Forty years ago, there was first talk of an autoimmune disease affecting gay men. Since then, some 36 million people have died of HIV/AIDS.
In 1981, Dr. Michael Gottlieb had just arrived at UCLA, and on his rounds, he encountered a patient with symptoms of an unusual autoimmune disease. The hitherto healthy 31-year-old gay man had come to the emergency room with weight loss, candidiasis (thrush), unexplained fevers that ended up being a type of pneumonia that only occurred in people with severe autoimmune diseases.
Although Dr. Gottlieb thought it was an isolated case, a rheumatologist informed Gottlieb of two strikingly similar cases in people who were patients of a doctor in Sherman Oaks, a Los Angeles neighborhood with a big gay community.

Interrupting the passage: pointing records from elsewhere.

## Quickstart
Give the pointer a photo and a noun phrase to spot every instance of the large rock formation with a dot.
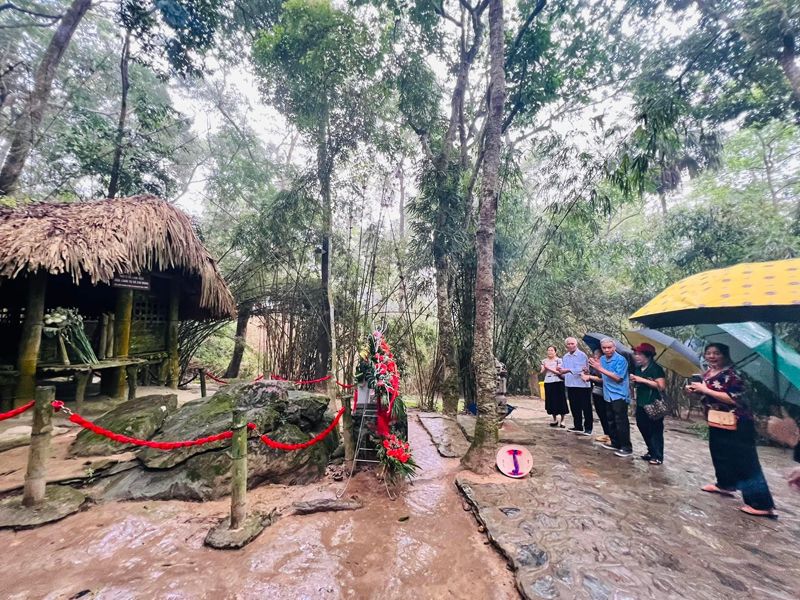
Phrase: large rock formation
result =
(203, 472)
(139, 418)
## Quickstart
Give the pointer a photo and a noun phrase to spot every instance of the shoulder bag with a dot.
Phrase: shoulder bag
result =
(721, 419)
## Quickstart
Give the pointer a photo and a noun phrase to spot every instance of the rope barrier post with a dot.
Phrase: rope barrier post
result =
(36, 475)
(238, 469)
(240, 529)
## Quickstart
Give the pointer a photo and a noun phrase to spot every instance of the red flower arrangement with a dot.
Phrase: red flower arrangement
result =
(395, 456)
(378, 368)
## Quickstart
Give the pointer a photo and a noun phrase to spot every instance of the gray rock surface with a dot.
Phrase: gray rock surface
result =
(446, 435)
(203, 472)
(139, 418)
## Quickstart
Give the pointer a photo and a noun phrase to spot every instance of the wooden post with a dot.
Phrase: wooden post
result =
(122, 335)
(62, 350)
(101, 347)
(133, 375)
(238, 469)
(36, 475)
(31, 337)
(110, 336)
(173, 359)
(82, 379)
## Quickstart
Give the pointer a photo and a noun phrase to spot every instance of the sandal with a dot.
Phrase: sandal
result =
(713, 489)
(755, 512)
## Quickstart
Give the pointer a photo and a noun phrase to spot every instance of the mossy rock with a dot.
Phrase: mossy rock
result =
(139, 418)
(207, 476)
(262, 402)
(203, 472)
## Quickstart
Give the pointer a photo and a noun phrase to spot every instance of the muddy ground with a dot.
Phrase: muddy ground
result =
(421, 545)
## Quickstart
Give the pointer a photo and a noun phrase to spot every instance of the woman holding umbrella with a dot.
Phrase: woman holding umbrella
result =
(731, 434)
(649, 381)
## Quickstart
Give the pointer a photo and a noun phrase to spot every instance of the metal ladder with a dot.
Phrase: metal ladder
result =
(365, 452)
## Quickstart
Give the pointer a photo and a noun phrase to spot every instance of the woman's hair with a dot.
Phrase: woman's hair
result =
(722, 348)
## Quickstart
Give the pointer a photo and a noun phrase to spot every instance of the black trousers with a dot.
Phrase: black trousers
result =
(580, 405)
(600, 407)
(652, 432)
(618, 425)
(736, 463)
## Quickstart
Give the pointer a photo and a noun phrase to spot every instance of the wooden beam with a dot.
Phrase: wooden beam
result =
(122, 337)
(173, 360)
(31, 338)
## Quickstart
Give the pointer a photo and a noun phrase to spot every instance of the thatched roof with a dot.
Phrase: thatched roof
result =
(104, 238)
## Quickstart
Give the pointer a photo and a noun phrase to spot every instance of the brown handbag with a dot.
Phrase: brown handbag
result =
(722, 419)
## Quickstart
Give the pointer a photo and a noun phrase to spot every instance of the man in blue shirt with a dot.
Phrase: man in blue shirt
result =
(579, 392)
(613, 368)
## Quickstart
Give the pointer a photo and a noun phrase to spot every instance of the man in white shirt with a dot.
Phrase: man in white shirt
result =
(579, 392)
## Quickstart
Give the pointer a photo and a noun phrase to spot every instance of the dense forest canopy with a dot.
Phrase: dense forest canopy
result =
(353, 164)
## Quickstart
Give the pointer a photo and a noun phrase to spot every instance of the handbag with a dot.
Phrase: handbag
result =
(657, 409)
(722, 419)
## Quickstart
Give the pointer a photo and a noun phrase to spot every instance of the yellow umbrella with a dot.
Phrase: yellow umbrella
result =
(766, 291)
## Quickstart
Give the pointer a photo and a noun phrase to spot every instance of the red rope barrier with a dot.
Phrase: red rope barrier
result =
(17, 411)
(301, 381)
(344, 386)
(302, 445)
(124, 439)
(213, 377)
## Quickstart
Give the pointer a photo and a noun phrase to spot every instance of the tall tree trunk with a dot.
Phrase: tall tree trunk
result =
(446, 345)
(242, 319)
(766, 158)
(486, 426)
(788, 61)
(116, 167)
(327, 331)
(27, 125)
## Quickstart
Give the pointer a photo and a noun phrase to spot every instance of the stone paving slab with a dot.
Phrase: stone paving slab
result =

This strange disease was already multiplying within the community, and by the Summer of 1981, there was already talk of a 'gay plague.'
Faced with these first three cases and a few more that came to the doctor's attention, on June 5, 1981, Dr. Gottlieb and other colleagues published a three-page document in the Morbidity and Mortality Weekly Report of the Centers for Disease Control and Prevention (CDC), in which these first five cases of what was called a "Pneumocystis Pneumonia - Los Angeles" were discussed. A year later, it would be called Acquired Immune Deficiency Syndrome — AIDS.
That first article set off alarm bells and by the end of the year, hundreds of other cases began to be added, with other symptoms such as Kaposi's sarcoma, an aggressive skin cancer. The rest is history.
During the 1980s the AIDS epidemic spread around the world as a deadly disease about which little was known. Today, four decades later, thanks to research and activism, much has changed around the disease.
What in the beginning was death and fear, became a cause that united celebrities and the scientific community to find solutions. Thus, for example, AmfAR (American Foundation for AIDS Research) was created. One of its founding members was Gottlieb, along with actress Elizabeth Taylor and Dr. Mathilde Krim.
“These early patients who were dying were my contemporaries,” said Gottlieb in an interview for UCLA magazine. "Politically, there was a stigma attached to them, so it was going to be an uphill battle. I felt I had to do what it took to plead with funders to take this seriously."